The specified rate of interest is based on the lending rates of six leading high street banks rounded up to the nearest 0.25%.
Helpfully, HMRC publishes the rate on this web page under the heading ‘Other Corporation Tax Self-Assessment interest rates – Interest charged on underpaid quarterly instalment payments’.
If the interest rate is lower than the prescribed rate, the unauthorised payment is calculated by applying the shortfall on a percentage basis to the loan amount. For example, if the rate used is 10% lower than the prescribed rate, the unauthorised payment is 10% of the loan.
The loan must be repayable in at least equal instalments of capital and interest. It must also be payable at least annually. This means that one fifth of the capital and interest must be repayable as a minimum by the end of year one, two fifths by the end of year two and so on.
Here, it’s important to point out that this requirement is about how the loan repayment terms are documented at the outset. It’s not about how the repayments are actually made. When it comes to the payments, employers can frontload them or even repay loans early.

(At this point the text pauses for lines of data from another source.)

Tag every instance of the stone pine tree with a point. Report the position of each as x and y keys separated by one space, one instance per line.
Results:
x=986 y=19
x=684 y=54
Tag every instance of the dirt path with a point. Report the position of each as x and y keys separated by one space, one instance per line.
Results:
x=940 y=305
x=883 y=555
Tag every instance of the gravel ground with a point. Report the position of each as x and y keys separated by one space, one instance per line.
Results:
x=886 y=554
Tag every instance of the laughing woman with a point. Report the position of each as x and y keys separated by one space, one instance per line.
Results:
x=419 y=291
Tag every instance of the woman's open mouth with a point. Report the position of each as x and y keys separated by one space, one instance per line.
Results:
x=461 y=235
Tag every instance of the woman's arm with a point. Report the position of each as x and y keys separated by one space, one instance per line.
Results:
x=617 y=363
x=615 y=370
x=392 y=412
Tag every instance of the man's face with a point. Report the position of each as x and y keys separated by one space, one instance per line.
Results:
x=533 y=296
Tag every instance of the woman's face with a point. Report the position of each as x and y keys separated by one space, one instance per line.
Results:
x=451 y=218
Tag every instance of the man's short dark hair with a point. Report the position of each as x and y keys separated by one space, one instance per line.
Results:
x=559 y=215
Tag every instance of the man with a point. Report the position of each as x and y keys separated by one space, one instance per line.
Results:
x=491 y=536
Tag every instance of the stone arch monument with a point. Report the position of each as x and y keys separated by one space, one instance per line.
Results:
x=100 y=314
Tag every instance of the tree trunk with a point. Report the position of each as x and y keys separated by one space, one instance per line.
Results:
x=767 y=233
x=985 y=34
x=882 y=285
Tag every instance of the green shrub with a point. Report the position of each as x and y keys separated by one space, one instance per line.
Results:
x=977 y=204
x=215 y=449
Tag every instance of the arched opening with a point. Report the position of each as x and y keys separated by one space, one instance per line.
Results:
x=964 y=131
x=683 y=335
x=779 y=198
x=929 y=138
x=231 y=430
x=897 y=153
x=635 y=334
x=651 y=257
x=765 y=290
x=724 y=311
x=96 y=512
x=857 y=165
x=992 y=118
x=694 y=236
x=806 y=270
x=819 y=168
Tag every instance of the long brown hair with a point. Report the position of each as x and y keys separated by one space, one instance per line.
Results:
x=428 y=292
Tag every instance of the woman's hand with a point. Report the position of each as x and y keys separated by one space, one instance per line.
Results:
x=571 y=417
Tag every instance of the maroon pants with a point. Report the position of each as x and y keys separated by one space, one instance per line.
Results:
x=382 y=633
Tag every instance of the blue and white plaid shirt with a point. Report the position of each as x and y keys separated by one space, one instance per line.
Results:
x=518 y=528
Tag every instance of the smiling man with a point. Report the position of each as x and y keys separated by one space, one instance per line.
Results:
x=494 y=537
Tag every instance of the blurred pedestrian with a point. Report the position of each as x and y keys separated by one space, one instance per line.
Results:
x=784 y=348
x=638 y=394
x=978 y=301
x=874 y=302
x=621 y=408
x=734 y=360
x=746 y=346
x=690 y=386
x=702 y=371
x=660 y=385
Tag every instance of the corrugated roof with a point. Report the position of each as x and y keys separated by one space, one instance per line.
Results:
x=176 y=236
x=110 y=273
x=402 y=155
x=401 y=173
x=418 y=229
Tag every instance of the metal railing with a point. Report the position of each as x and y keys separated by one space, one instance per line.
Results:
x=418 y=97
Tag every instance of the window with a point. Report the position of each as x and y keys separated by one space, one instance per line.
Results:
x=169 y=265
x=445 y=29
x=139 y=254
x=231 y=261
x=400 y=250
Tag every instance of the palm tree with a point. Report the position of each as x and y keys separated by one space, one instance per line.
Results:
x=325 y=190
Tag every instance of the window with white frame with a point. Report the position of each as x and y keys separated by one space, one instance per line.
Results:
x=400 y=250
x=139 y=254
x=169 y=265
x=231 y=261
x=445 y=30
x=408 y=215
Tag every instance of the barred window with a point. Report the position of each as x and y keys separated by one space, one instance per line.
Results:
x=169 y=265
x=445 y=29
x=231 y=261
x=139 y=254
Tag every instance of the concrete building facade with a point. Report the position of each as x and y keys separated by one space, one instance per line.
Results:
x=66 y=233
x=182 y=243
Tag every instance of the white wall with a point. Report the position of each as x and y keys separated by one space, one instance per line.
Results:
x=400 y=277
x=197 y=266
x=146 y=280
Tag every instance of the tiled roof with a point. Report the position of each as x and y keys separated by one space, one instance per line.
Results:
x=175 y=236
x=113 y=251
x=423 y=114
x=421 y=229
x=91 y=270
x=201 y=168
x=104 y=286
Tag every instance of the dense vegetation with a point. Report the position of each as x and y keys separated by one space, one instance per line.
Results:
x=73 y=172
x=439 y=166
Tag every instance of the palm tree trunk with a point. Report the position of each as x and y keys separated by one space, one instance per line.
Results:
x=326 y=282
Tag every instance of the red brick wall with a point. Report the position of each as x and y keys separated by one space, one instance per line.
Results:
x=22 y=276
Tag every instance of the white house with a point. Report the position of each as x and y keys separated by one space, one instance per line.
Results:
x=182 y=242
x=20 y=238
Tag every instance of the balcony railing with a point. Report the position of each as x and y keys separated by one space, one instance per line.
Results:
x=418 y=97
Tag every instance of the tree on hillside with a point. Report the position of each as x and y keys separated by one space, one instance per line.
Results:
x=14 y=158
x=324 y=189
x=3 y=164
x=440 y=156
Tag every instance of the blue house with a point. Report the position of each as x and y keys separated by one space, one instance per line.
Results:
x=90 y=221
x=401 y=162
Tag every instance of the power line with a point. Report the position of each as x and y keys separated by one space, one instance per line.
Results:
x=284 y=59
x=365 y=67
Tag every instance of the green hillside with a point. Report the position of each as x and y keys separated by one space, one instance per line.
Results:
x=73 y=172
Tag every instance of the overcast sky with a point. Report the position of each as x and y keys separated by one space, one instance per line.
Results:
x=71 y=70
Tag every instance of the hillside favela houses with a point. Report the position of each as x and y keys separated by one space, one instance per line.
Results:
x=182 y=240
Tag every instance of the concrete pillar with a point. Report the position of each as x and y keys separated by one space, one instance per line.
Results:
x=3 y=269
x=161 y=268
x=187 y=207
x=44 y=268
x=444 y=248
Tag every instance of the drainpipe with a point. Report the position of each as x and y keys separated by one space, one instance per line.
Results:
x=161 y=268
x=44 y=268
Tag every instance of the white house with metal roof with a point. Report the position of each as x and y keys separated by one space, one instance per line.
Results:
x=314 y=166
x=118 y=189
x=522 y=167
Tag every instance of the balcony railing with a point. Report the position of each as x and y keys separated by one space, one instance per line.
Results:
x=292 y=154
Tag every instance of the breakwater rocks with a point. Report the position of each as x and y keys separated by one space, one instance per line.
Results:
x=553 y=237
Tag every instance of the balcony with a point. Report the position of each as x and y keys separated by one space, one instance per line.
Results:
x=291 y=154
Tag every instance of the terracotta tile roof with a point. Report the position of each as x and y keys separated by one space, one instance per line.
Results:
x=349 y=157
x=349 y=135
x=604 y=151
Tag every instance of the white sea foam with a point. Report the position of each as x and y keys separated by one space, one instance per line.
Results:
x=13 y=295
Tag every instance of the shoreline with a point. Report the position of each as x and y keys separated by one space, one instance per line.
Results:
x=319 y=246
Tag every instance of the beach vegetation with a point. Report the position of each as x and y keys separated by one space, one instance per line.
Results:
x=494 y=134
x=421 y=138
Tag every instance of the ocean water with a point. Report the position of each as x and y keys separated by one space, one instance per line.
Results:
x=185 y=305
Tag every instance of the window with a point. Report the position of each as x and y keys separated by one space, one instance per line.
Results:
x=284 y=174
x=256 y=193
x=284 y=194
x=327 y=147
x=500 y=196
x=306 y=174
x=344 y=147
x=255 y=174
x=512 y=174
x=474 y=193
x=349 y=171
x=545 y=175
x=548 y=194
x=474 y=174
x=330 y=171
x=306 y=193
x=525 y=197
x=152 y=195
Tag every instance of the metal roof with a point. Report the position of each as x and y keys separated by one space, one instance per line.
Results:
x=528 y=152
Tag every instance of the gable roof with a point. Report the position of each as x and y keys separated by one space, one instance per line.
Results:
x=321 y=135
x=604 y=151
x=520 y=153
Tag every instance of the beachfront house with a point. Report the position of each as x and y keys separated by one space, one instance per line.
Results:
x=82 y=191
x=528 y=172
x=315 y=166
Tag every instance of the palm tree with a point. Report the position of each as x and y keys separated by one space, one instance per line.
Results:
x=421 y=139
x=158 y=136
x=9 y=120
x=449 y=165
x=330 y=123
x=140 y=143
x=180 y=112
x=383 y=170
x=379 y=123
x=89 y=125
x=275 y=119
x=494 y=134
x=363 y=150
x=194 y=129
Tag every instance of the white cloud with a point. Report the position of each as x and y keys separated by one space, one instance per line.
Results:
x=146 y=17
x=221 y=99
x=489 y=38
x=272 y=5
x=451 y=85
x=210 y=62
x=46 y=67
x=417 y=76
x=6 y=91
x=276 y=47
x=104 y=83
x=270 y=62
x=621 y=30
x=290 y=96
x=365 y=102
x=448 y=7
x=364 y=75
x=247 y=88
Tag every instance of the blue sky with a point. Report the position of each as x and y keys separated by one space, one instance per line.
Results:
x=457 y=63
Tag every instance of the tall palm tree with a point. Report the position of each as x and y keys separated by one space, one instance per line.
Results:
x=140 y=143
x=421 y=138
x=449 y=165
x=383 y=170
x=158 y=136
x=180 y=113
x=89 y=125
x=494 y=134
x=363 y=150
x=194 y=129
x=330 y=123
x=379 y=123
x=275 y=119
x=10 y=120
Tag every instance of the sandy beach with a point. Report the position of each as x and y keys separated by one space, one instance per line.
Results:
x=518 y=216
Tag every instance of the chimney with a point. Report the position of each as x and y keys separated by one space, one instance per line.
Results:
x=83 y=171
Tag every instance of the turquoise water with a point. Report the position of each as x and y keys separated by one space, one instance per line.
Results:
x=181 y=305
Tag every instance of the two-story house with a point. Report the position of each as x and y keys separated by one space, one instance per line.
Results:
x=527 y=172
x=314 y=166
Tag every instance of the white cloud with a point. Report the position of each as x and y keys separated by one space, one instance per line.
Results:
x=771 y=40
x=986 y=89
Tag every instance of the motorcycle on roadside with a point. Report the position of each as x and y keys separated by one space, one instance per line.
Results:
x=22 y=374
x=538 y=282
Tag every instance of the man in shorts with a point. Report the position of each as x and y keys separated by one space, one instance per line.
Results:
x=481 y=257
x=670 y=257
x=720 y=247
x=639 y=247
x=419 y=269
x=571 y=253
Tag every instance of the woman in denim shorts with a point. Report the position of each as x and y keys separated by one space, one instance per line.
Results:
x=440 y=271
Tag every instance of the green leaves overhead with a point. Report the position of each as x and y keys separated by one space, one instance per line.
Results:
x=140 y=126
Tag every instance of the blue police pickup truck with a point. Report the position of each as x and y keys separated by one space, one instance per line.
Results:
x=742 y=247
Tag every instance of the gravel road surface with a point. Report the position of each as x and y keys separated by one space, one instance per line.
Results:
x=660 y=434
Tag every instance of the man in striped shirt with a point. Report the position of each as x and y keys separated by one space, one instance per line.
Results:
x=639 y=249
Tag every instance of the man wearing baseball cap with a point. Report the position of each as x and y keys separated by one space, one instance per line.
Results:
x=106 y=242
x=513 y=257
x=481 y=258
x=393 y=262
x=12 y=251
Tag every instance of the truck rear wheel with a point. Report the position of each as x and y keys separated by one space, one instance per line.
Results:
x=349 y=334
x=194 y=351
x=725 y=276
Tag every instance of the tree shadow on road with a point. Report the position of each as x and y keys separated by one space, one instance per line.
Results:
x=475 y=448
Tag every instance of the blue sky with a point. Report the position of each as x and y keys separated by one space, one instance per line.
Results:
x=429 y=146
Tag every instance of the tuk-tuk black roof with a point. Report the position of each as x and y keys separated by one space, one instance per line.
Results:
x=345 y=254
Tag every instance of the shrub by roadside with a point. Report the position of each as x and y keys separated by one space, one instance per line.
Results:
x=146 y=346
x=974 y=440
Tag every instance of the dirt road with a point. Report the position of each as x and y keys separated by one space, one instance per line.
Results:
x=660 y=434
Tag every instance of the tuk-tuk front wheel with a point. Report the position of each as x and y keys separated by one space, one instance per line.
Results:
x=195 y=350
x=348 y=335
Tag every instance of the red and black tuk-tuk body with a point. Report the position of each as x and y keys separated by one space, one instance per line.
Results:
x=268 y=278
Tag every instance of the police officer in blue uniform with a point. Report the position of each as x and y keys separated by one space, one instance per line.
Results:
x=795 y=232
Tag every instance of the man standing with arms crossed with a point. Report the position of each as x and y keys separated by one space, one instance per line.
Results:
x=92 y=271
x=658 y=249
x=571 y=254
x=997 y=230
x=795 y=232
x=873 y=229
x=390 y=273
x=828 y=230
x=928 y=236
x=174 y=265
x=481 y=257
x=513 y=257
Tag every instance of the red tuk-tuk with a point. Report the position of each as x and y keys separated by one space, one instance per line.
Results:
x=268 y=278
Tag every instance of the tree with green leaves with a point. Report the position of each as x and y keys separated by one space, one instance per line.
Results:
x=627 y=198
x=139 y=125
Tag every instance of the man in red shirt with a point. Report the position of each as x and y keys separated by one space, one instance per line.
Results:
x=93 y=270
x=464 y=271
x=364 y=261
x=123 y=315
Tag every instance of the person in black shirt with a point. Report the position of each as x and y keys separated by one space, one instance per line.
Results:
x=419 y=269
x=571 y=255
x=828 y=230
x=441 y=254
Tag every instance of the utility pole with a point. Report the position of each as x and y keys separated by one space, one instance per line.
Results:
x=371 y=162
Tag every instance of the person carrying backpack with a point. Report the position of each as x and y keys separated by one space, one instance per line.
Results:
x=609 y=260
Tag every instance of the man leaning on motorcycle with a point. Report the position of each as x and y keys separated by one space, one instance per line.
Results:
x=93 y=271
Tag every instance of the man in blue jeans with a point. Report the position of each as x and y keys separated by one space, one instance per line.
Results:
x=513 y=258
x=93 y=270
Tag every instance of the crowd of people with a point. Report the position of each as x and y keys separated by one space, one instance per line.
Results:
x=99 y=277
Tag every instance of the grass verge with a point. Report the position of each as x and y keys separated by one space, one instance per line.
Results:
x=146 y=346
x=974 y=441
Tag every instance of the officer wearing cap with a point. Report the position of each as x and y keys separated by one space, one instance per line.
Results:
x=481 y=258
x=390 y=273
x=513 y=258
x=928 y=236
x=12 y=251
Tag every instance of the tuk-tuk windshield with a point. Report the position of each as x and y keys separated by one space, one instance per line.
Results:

If a sponsoring employer is unable to keep up with the repayment terms, it’s important that the repayments are pursued by the SSAS on a commercial arm’s-length basis to reduce the chances that HMRC decides an unauthorised payment has occurred.
If the repayment terms do not meet the minimum required amount, the unauthorised payment amount is calculated as the difference between these two figures in whichever loan year provides the biggest difference.
The value of the loan must be secured over the full term of the loan on a first-charge basis on any asset owned by either the sponsoring employer or another party.
The security must be valued at least equal to the face value of the loan (including interest) and there can be no other charge on the asset that takes priority over the charge made by the SSAS.
If the asset used as security is ‘taxable property’, such as moveable machinery, there may be additional tax charges, meaning most scheme administrators will not permit taxable property to be used as security against the loan.
If this condition is not met, the unauthorised payment is the difference between the value of the security and the amount of outstanding loan.